A Crown Imperilled
- Author: Raymond E. Feist
- Language: English
- Series: Chaoswar Saga
- Genre: Fantasy
- Publisher: Harper Voyager
- Publication date: 30 January 2012
- Publication place: United Kingdom United States
- Media type: Print
- ISBN: 9780061468421
- Preceded by: A Kingdom Besieged
- Followed by: Magician's End

= A Crown Imperilled =

2012 novel by Raymond E. Feist

A Crown Imperilled (US: A Crown Imperiled) is a fantasy novel by American writer Raymond E. Feist, the second in The Chaoswar Saga trilogy, which is the final saga in The Riftwar Cycle. The novel was released on January 30, 2012.

==Plot summary==
The Empire of Great Kesh has risen in battle against the western lands of The Kingdom of the Isles on Midkemia while palace coups take place in Roldem and Rillanon, Jim Dasher's intelligence network has been dismantled and minor noblemen threaten the thrones of the West. Pug and the Conclave of Shadows suspect another player is behind the events.

As Pug and his son Magnus work to unravel the plot to plunge the world into chaos, they discover an island civilization of Pantathian serpent men, and are startled to find that these Pantathians have a refined culture and social structure, unlike any they have encountered before. Deepening the mystery is a mysterious energy matrix that Pug and Magnus feel certain they must decipher.

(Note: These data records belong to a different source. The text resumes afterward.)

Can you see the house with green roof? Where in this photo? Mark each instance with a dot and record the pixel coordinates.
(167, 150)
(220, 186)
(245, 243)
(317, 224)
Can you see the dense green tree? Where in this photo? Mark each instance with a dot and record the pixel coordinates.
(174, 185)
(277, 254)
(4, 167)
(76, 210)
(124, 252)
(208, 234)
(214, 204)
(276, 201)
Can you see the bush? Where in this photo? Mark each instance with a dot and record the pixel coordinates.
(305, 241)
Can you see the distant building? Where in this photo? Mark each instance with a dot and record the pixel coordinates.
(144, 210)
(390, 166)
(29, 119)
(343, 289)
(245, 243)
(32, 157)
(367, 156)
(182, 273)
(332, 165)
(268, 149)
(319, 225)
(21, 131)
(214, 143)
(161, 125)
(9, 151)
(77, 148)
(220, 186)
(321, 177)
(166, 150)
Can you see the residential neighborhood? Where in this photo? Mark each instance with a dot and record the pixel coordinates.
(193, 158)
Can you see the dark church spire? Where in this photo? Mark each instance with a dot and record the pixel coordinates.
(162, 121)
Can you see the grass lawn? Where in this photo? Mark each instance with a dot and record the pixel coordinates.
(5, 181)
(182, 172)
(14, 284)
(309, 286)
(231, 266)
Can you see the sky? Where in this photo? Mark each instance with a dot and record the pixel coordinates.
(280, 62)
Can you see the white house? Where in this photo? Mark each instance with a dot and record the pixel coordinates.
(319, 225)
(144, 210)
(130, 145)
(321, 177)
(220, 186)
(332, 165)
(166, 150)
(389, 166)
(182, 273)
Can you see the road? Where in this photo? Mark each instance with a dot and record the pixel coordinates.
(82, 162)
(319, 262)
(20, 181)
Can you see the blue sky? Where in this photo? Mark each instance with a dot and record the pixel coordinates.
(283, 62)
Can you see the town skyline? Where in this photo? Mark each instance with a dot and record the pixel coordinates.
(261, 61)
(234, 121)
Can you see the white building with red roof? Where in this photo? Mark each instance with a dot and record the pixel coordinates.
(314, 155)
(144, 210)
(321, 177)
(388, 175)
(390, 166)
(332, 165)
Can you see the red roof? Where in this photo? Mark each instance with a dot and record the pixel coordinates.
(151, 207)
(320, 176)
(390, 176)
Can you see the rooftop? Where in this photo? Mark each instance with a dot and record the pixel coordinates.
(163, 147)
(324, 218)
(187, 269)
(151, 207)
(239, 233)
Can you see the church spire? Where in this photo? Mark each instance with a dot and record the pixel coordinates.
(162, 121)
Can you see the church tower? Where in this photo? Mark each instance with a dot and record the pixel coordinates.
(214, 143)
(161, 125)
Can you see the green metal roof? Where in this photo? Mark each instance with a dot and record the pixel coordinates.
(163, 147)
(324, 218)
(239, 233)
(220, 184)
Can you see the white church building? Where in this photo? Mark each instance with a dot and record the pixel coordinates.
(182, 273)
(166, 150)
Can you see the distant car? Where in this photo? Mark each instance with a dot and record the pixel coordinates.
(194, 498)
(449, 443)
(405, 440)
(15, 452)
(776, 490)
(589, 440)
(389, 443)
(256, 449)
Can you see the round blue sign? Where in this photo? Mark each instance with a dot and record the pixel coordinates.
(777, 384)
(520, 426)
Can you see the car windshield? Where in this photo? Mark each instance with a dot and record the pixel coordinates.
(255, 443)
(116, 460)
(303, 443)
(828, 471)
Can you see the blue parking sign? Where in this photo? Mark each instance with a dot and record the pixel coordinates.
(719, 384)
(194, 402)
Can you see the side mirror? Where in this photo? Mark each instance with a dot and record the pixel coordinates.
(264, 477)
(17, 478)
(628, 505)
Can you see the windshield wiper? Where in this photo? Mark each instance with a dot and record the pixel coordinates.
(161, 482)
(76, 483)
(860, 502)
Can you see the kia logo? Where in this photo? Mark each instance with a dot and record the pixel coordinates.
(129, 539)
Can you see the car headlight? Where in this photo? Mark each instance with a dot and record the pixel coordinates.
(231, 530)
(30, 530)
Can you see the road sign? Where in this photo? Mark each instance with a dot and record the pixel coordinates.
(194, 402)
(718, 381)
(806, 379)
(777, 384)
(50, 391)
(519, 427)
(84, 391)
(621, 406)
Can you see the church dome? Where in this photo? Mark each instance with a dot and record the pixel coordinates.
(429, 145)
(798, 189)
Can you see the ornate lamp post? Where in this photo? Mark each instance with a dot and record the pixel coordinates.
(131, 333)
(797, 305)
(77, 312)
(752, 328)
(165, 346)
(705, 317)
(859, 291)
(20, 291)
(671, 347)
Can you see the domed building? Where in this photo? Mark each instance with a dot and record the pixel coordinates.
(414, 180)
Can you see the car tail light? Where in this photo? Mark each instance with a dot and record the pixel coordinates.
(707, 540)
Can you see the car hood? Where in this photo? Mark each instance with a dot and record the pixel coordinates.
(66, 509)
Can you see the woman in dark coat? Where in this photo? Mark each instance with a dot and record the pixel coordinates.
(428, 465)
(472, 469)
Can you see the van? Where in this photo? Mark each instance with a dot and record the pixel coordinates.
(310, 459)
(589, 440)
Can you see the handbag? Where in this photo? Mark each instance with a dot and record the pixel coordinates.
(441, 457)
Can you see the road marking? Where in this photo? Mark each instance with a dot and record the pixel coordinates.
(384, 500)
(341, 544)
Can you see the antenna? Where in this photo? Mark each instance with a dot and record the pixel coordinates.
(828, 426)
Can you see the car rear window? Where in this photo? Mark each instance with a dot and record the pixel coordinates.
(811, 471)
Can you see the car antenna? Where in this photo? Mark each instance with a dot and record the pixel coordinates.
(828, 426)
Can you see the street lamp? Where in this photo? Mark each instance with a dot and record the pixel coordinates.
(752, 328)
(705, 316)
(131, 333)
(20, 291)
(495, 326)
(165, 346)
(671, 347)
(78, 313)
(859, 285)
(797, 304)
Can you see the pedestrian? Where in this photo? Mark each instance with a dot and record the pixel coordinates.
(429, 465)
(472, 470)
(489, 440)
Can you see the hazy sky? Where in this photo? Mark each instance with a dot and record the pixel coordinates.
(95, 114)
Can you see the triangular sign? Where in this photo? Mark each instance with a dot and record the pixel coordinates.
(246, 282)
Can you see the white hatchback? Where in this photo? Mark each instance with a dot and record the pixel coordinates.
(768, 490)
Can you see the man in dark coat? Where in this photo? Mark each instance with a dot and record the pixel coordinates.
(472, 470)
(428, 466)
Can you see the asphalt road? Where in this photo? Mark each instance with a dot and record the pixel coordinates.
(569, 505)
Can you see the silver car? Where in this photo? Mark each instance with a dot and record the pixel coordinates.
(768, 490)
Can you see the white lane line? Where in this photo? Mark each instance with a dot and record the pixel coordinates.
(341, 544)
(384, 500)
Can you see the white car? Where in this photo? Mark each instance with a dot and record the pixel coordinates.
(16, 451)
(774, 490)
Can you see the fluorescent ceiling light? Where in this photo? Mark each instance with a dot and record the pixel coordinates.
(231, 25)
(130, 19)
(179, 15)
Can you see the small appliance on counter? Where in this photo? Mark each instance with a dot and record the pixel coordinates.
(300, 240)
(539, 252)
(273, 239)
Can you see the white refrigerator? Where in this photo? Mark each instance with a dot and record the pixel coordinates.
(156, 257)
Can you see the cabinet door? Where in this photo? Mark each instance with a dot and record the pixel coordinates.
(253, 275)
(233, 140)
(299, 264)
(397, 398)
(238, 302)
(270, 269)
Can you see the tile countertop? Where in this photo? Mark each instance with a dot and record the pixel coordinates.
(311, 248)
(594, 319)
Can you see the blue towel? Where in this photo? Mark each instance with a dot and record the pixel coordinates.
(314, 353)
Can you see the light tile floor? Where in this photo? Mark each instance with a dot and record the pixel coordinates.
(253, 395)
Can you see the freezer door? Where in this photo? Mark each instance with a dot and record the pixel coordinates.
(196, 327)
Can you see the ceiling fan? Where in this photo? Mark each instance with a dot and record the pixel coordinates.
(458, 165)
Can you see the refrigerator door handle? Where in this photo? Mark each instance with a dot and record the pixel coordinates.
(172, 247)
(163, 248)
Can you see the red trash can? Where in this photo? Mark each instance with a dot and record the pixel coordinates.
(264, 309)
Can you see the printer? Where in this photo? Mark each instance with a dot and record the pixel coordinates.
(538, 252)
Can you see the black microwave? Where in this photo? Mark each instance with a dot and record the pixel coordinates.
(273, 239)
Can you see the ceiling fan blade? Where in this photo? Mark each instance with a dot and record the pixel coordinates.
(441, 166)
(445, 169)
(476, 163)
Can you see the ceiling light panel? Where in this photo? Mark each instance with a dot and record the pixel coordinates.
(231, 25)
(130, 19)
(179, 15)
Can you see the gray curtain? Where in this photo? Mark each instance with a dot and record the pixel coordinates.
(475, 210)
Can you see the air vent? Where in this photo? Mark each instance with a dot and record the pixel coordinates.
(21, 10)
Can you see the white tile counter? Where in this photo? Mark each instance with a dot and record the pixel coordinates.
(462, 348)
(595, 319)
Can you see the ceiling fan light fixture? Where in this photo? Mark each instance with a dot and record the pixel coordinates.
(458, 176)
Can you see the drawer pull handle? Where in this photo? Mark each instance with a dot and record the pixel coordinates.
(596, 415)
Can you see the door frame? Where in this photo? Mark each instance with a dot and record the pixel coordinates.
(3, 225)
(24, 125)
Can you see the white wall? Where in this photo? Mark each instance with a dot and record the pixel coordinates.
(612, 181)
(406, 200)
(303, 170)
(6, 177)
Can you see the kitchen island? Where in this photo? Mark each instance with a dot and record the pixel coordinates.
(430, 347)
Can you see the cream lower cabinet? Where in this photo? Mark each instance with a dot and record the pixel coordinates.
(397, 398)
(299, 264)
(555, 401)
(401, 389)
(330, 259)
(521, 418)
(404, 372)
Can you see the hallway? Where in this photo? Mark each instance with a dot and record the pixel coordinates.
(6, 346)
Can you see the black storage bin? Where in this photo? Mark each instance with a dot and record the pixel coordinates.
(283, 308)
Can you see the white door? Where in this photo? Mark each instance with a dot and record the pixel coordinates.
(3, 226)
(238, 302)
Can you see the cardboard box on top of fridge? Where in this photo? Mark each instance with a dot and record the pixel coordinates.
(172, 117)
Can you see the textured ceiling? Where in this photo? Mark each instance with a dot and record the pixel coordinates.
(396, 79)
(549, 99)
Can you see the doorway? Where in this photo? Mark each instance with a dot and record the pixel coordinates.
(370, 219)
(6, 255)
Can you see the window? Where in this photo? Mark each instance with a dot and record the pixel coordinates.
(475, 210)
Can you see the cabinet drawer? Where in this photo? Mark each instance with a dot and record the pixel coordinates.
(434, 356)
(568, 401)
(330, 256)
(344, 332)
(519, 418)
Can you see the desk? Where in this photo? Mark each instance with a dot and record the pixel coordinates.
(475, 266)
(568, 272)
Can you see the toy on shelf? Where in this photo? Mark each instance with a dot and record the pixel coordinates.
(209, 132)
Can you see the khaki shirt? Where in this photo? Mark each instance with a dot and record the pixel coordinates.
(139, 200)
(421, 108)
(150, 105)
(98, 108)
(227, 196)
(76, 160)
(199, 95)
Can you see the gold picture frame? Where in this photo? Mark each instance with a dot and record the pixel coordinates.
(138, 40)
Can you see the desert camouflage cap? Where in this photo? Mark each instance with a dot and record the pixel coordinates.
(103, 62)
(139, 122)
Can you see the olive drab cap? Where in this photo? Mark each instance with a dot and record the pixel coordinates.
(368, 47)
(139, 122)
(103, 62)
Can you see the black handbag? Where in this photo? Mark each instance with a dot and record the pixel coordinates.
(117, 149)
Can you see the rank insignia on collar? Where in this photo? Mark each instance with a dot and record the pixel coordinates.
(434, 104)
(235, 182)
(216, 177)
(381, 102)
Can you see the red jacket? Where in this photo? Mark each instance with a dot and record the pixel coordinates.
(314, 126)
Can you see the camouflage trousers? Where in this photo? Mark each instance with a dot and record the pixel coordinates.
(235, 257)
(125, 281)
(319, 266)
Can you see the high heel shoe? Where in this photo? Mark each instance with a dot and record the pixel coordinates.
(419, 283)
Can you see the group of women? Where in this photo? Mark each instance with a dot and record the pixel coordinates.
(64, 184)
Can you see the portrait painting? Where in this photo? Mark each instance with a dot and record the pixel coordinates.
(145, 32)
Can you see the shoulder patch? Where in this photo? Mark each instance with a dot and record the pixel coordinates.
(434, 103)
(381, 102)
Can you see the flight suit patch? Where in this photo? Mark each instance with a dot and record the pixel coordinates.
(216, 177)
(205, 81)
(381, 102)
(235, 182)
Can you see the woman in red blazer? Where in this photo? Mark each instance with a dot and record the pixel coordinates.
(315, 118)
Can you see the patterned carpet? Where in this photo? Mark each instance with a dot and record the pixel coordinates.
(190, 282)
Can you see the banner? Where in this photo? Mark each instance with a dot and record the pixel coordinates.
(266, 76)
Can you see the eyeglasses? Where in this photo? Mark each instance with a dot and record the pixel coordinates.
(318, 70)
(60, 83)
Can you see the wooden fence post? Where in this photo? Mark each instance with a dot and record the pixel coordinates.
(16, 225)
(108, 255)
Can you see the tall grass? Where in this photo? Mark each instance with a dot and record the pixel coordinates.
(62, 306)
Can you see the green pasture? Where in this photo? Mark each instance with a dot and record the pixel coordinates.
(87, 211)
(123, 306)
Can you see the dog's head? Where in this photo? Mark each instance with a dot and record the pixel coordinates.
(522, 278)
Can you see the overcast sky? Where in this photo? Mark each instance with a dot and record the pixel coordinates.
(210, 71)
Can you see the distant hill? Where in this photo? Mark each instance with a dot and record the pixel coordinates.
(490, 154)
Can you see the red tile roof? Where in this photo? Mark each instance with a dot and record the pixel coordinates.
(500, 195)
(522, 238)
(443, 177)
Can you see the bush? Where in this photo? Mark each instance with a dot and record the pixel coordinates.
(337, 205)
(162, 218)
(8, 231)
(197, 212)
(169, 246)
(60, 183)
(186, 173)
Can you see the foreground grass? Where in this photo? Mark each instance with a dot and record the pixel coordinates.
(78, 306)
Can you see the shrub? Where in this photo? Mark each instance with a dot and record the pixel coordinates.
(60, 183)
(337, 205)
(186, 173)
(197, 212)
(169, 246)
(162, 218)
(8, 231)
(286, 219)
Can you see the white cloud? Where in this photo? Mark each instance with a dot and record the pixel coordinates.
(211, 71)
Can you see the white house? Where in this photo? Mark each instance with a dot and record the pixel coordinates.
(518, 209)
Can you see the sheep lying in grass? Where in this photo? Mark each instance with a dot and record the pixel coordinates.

Hal, now Duke of Crydee after his father's recent death, though he is not initially aware of this fact, is given the task of protecting Princess Stephané of Roldem, along with his friend and rival Ty Hawkins of Olasko, and Stephané's bodyguard Gabriella, as they flee Roldem following a coup attempt. Along the journey, Hal and Stephané begin to fall in love, though Hal knows his rank and station would never allow them to be married. Meanwhile, Kesh has pushed the Kingdom armies in the West to the strategic city of Ylith, where Hal's younger brothers Martin and Brendan try desperately to hold the city against the siege.

Child and Belog, two demons from the fifth circle of Hell, having been mysteriously implanted with the memories of Miranda and Nakor – Pug's slain wife and close friend, respectively – have assumed Miranda and Nakor's forms as well, and seek out Pug and the Conclave in order to assist with the looming crisis. Along the way, they find themselves in Ylith, where they aid the Kingdom in its defense, and are joined by the elf prince Calis and Arkan, a dark elf also seeking Pug. After Ylith's immediate future is secured, the four make their way to Sorcerer's Isle and eventually reunite with Pug and the Conclave, though because of their true nature, the reunion is strained, especially for Magnus.

In the war between Kesh and the Kingdom, a truce is called suddenly, and their rulers gather in Roldem to discuss terms. At the evening's banquet, though, shadowy supernatural assassins known as Death Dancers are unleashed, and only the skills of Hal, Ty, Jim Dasher, and his Roldemish counterpart and lover Lady Franciezka are able to save the rulers of the three nations. Agreements are reached, and the rulers return to their kingdoms, but King Gregory of the Isles, already in poor health, dies with no heirs, leading to a potential war of succession, and puts Hal's life in danger as a cousin to the king.

Meanwhile, the magicians' combined efforts are eventually able to make progress with the matrix, but when they delve too deep, they set off a trap, creating a cataclysmic release of energy, obliterating the island and everyone on it, and summoning every dragon on the world from their slumber.

==Errata==
All first editions contain a continuity error in the later parts of the book where the character Pug is shown to be in two places simultaneously. This was an error in the editing process and was corrected in later editions.